Working people have to keep paying these taxes even if they are financially responsible for a death in the family, including sales tax on the price of a coffin. What makes millionaires who inherit without working merit better treatment?

*What do you want your children to inherit?

As a parent of two (legally) grown children and a grandparent of a toddler, I mostly want them to inherit a functional democracy with a decent social contract where workers earn a living wage, health care is accessible and affordable, and there are protections for children, the aged, people with disabilities, and others who are unable to work.

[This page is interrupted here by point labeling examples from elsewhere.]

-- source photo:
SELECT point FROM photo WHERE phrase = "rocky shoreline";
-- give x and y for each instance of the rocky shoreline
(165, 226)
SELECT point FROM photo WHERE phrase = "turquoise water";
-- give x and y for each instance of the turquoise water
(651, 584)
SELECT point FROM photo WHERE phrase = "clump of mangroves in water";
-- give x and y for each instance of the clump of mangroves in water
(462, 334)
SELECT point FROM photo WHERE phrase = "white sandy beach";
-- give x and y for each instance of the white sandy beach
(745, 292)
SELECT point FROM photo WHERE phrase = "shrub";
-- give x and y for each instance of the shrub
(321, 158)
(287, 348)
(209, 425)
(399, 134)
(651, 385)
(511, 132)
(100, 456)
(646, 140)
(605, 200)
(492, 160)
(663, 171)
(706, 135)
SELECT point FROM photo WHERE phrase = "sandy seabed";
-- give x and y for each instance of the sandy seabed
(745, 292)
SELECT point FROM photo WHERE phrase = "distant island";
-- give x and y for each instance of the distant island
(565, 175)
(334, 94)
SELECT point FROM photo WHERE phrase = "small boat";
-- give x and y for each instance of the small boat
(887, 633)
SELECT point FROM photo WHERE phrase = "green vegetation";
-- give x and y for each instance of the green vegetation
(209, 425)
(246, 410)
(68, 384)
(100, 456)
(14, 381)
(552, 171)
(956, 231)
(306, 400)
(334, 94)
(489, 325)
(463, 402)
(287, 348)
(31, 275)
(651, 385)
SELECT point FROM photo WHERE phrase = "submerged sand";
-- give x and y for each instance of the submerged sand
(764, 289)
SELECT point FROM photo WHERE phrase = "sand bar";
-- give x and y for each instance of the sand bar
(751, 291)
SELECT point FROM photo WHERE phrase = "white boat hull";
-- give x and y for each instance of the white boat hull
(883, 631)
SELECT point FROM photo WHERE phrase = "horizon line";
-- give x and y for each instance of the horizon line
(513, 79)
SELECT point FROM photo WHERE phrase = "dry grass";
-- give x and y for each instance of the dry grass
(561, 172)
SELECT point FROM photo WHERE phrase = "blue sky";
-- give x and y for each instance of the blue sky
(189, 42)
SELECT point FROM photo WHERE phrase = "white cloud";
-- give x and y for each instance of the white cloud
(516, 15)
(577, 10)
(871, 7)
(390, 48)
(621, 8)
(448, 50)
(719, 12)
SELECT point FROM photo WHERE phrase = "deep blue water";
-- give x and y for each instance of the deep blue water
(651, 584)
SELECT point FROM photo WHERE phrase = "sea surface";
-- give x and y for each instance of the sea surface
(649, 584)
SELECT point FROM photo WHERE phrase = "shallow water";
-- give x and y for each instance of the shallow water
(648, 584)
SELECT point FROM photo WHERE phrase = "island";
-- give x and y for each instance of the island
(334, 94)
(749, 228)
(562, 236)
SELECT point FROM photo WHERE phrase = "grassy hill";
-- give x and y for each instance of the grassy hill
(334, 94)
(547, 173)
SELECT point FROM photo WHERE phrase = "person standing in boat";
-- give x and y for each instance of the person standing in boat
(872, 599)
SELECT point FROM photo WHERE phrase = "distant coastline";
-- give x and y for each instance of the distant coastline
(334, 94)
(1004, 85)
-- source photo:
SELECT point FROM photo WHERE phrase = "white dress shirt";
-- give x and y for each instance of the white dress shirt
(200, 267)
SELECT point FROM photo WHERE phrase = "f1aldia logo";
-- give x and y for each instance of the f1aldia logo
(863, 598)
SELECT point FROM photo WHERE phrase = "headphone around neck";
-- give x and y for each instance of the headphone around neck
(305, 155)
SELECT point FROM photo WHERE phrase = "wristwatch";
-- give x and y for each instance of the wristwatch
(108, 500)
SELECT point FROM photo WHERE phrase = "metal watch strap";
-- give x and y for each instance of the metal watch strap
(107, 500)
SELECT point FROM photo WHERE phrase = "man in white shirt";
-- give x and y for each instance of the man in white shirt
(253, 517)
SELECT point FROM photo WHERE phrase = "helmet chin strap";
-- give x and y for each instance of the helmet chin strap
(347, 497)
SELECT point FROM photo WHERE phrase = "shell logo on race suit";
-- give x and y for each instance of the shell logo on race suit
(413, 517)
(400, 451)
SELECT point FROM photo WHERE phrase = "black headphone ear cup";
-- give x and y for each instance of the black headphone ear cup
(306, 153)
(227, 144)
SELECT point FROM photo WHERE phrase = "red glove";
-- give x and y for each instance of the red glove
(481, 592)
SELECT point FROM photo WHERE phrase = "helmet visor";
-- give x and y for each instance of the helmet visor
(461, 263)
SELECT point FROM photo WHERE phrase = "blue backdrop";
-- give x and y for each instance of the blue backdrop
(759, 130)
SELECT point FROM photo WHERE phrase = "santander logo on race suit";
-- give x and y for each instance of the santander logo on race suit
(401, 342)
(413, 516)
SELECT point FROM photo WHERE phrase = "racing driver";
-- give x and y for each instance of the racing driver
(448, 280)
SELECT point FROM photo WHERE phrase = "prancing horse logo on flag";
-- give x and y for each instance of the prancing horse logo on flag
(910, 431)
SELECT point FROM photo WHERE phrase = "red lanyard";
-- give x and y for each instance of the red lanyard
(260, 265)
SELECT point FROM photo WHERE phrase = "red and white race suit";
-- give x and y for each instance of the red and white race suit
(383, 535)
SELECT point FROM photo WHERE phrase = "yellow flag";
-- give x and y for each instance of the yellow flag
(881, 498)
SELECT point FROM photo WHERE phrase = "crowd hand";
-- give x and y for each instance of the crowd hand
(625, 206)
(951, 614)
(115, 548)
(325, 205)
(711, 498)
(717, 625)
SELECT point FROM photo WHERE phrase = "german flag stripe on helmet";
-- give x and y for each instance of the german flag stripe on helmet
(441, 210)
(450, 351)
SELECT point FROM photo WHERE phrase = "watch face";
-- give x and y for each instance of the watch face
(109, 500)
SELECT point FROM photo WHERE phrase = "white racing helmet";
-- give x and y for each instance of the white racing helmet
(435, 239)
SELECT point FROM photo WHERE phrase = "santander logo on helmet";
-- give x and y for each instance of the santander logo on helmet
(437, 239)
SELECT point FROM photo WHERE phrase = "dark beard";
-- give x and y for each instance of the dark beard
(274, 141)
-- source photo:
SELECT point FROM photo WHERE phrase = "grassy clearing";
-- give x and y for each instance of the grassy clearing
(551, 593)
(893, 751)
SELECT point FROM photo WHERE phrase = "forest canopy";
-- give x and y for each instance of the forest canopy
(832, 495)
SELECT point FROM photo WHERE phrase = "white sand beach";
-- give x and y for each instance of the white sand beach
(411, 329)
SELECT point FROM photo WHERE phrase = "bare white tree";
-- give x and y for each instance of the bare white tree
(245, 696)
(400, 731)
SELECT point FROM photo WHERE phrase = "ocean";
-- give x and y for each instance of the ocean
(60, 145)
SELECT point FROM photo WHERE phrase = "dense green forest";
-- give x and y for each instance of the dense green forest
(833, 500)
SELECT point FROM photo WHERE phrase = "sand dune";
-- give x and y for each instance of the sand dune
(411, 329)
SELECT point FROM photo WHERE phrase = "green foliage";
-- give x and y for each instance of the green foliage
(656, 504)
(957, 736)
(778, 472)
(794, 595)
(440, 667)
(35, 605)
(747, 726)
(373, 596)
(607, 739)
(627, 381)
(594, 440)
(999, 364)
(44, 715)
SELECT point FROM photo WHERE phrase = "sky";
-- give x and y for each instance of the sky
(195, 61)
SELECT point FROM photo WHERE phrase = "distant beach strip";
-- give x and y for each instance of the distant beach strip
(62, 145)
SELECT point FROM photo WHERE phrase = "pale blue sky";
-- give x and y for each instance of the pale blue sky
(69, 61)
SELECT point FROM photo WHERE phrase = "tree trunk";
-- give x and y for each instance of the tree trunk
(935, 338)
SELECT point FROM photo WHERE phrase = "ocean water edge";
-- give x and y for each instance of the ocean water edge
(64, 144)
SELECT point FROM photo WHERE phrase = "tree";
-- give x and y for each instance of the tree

From me, I hope they inherit some values, shared experiences, stories, laughs, memories, and an education which will enable them to work and support themselves to the extent that they can live a full life. They can help themselves to any money or material items that are left, but they are going to have to follow the biblical injunction and earn their bread with the sweat of their brows, which is as it should be as long as they do so under decent conditions.